In weiß: Die 123 Mitgliedsstaaten des Internationalen Strafgerichtshofs
Ein Gerichtshof nur für Afrikaner?
Das entkräftet einen der Hauptvorwürfe, die den Den Haager Strafverfolgern seit Jahren immer wieder gemacht werden, allerdings nicht: Der Internationale Strafgerichtshof messe mit zweierlei Maß und interessiere sich nur für Menschenrechtsverletzungen von Afrikanern. "Es ist nicht wegzudiskutieren, dass die weitaus größte Zahl der Fälle, die der Gerichtshof momentan verhandelt, aus dem afrikanischen Kontinent stammen", sagt Strafrechtler Safferling. Derzeit untersuchen die Ermittler die Menschenrechtssituation in elf Ländern – nur eines von ihnen, Georgien, liegt nicht in Afrika. "Man muss aber auch berücksichtigen", erläutert Safferling weiter, "dass vor 20 Jahren gerade die afrikanischen Staaten fast geschlossen hinter der Schaffung des Internationalen Strafgerichtshofs standen." Einige der größten und schwerwiegendsten Konflikte, in denen es zu massiven Kriegsverbrechen kam, ereigneten sich Anfang der 2000er Jahre in afrikanischen Staaten – und die ersten Fälle überwiesen die Demokratische Republik Kongo, Uganda und die Zentralafrikanische Republik selbst an das Gericht.

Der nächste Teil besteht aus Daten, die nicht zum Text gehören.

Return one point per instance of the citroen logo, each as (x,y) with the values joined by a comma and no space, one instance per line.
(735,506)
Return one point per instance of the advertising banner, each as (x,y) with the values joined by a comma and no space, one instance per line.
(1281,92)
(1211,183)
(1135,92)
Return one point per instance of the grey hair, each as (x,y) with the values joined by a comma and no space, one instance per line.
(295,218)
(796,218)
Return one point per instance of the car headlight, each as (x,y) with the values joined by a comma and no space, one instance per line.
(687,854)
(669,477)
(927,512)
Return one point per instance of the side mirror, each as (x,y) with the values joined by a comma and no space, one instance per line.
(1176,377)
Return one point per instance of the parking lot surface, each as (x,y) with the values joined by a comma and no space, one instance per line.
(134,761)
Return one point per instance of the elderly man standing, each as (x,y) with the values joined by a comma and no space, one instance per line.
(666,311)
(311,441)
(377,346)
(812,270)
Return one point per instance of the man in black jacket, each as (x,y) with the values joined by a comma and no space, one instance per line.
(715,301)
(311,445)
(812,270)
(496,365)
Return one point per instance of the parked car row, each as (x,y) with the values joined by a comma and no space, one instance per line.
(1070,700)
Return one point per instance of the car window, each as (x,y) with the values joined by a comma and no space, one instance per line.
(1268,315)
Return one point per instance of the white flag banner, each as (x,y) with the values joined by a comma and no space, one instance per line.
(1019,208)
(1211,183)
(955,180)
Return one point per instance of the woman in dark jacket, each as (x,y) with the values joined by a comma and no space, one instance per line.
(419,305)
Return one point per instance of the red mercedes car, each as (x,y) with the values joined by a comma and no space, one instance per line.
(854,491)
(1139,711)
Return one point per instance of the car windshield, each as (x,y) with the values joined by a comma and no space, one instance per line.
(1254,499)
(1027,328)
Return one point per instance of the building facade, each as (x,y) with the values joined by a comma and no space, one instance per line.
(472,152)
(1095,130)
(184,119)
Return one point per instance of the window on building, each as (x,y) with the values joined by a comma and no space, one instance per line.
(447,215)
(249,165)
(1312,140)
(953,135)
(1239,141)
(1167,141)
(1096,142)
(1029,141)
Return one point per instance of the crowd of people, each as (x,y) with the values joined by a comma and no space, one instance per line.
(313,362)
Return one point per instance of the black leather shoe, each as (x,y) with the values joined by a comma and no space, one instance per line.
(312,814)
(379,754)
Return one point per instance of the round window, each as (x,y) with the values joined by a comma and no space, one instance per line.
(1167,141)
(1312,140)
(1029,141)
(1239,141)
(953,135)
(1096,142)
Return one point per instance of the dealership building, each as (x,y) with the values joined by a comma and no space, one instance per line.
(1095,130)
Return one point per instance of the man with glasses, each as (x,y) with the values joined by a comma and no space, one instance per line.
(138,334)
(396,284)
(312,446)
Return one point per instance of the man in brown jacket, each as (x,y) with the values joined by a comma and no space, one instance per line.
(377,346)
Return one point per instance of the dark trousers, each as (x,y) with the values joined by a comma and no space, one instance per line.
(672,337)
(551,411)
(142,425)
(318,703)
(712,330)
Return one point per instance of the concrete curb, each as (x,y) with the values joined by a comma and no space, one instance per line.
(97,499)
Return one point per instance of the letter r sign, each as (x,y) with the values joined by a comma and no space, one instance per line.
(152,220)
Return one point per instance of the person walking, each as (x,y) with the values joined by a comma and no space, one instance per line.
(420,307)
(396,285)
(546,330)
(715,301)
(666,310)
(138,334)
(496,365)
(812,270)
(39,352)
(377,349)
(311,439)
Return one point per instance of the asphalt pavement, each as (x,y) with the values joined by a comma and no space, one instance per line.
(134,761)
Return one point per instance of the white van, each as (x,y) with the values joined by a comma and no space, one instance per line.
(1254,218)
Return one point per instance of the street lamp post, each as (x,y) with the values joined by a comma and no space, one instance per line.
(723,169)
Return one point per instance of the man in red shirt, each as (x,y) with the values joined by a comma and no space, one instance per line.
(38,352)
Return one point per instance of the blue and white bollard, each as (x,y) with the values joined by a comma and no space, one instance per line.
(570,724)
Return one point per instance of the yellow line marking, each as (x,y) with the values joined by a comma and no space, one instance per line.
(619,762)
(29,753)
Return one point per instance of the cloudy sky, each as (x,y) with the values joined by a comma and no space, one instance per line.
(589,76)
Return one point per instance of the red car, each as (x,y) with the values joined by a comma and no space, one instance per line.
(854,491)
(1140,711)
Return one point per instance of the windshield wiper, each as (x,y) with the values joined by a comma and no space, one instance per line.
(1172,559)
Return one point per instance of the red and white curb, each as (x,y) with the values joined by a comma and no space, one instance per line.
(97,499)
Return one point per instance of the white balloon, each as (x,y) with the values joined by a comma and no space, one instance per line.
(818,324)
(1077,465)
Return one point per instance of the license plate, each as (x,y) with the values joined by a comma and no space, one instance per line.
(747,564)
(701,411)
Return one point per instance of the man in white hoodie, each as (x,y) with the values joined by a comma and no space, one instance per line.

Gregor Hofmann meint: "Einige Staaten oder Regierungen haben den Internationalen Strafgerichtshof anfangs unterstützt, als noch gegen ihre Gegner ermittelt wurde, die Elfenbeinküste ist da ein gutes Beispiel. Als dann klar wurde, dass auch Menschen angeklagt werden könnten, die der Regierung nahe stehen, hat sich plötzlich das Engagement für den Gerichtshof abgeschwächt. Das zeigt, aus welcher Richtung die Kritik teilweise kommt."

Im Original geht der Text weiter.